Cuando el esfuerzo de tantos pioneros empezó a dar sus frutos, la ciencia empieza a tener entidad propia y se produce la transformación, la alquimia se convierte en el origen de la química que conocemos y solo unos pocos iluminados y, no lo descartemos, algunos estafadores mantuvieron viva la búsqueda de la panacea universal.

En este último caso, tenemos a John Dee, alquimista británico que trabajó para la reina Isabel de Inglaterra y posteriormente para el emperador Rodolfo II de Habsburgo que le nombró alquimista real, cuando consiguió la transmutación de mercurio en oro ante miembros de la corte y presumiblemente del propio emperador.

Cualquier mente racional dudaría de esta información, pero yo creo que la información es veraz, no por la candidez del cronista, sino por la posible recreación del fenómeno ante un auditorio “creyente”. Me explico, si dentro de dos siglos alguien leyera un articulo de prensa en el que se describe como David Copperfield voló ante miles de espectadores por si mismo o que atravesó la muralla china, sin duda los lectores del futuro se morirían de la risa sabiendo que aquello no es posible, o considerarían la información como un bulo o como las creencias de una sociedad retrasada.

Pero lo cierto es que David Copperfield hizo esas proezas. O mejor dicho, “escenificó” su vuelo o su tránsito a través de la muralla. Son trucos espectaculares y Copperfield es un mago-artista, pero no un mago con superpoderes como podría pensar algún genio del futuro.

Por tanto, asumo que cuando Dee, o cualquier otro, transmutó el mercurio en oro, al igual que Copperfield, realizó una escenificación más o menos compleja, que llevó a sus intrigados y creyentes observadores a asumir que estaban asistiendo a un hecho magnífico y verdadero.
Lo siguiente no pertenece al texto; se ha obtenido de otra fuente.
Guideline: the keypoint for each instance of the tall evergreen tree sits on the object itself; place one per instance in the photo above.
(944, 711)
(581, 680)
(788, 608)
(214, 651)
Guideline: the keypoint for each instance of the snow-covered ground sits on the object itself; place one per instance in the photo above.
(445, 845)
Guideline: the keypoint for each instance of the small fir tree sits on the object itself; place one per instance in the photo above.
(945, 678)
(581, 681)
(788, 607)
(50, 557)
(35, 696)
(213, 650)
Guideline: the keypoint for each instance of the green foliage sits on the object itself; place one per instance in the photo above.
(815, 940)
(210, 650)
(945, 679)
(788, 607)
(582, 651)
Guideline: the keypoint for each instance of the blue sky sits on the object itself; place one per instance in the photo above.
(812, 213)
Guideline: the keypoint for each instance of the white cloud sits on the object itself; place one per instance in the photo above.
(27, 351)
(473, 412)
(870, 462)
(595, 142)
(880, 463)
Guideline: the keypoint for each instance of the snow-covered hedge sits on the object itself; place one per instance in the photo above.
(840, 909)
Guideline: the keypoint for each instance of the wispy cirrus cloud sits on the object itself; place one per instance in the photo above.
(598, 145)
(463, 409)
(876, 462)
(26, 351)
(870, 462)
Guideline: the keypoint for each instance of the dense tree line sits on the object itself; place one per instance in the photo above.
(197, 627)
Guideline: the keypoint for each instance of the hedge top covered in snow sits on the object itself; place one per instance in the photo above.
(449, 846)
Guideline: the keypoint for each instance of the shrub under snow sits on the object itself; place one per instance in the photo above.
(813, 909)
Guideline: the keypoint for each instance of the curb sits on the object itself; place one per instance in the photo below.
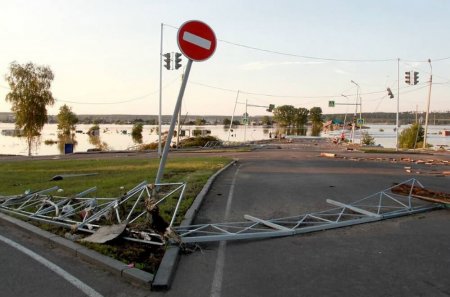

220px-Alchemical_Laboratory_-_Project_Gutenberg_eText_14218Mi teoría es la siguiente, el mercurio alcanza la temperatura de ebullición, esto es cuando se convierte en gas, a los 357º centígrados, mientras que el oro pasa de sólido a semilíquido, lo que entendemos como oro fundido, a los 1.064º centígrados. Dee debía tener el atanor donde realizaría la reacción, preparado con una conveniente capa de oro previamente fundido y luego solidificado en las paredes del recipiente, cubierto de carbón vegetal o algún residuo propio de la combustión de materiales. Comenzaría su actuación vertiendo el mercurio en el atanor y procedería a calentarlo. Durante el proceso añadiría los polvos o los fragmentos de su piedra filosofal y esperaría. Al alcanzar los 357º el mercurio comenzaría a evaporarse, y para cuando se alcanzaran los 1.064º ya no quedaría rastro de dicho metal y el oro empezaría a fundirse y situarse en el fondo del atanor. Pasado un tiempo, el alquimista apagaría el fuego y vertería el contenido del atanor, oro puro, en un recipiente ante los ojos de los sorprendidos y alegres espectadores.

Otra de las cuestiones que me llama la atención es lo habitual que resulta escuchar como muchos de estos alquimistas tenían un comportamiento irracional o como mínimo extraño, y la respuesta puede encontrarse en los síntomas del envenenamiento por mercurio, que debían de sufrir tras años inhalando los gases de mercurio.

En suma, no debemos estigmatizar a la alquimia por este puñado de destiladores, pensemos en cuanto aportaron muchos otros a la ciencia moderna.

 

Fuentes: Magia y Hechicería. Nevil Drury. Blume 2005.

Tratado de Alquimia. R. Benito Vidal. Biblioteca DM 1995.

Alquimia. Significado e imagen del mundo. Titus Burckhardt. Paidós 1994.